Disease-related concerns:

• Hepatic impairment: Systemic exposure is increased in hepatic impairment. Use with caution in patients with mild hepatic impairment (Child-Pugh class A); use is not recommended in patients with moderate or severe hepatic impairment (Child-Pugh classes B and C).

• Renal impairment: Use with caution in patients with severe renal impairment (CrCl ≤30 mL/minute/1.73 m2); systemic exposure is increased ~1.5-fold. If using concurrent simvastatin in patients with moderate to severe renal impairment (CrCl <60 mL/minute/1.73m2), the manufacturer of ezetimibe recommends that simvastatin doses exceeding 20 mg be used with caution and close monitoring for adverse events (eg, myopathy).

Other warnings/precautions:

• Hyperlipidemia: Secondary causes of hyperlipidemia should be ruled out prior to therapy.

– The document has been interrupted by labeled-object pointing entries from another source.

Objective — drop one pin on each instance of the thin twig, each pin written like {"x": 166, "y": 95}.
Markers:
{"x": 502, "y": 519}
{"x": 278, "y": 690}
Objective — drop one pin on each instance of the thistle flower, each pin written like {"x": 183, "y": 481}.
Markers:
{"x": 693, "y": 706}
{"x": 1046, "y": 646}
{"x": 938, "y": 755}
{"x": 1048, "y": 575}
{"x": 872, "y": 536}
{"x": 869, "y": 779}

* See Cautions in AHFS Essentials for additional information.

Geriatric Considerations

The definition of and, therefore, when to treat hyperlipidemia in the elderly is a controversial issue. According to the 2013 ACC/AHA Guidelines on the Treatment of Blood Cholesterol to Reduce Atherosclerotic Cardiovascular Risk in Adults, there are no supporting data for the routine use of nonstatin drugs in combination with a statin to further reduce atherosclerotic cardiovascular disease (ASCVD) events. Evidence for nonstatins in statin-intolerant patients is also lacking (Stone 2013). It is the authors' belief that pharmacologic treatment be reserved for those who are unable to obtain a desirable plasma cholesterol concentration by diet alone and for whom the benefits of treatment are believed to outweigh the potential adverse effects, drug interactions, and cost of treatment.

Pregnancy Risk Factor

C

Pregnancy Considerations

Adverse events were observed in some animal reproduction studies. Use is contraindicated in pregnant women who require combination therapy with an HMG-CoA reductase inhibitor. If treatment for familial hypercholesterolemia is needed during pregnancy, other agents are preferred (Wiegman 2015).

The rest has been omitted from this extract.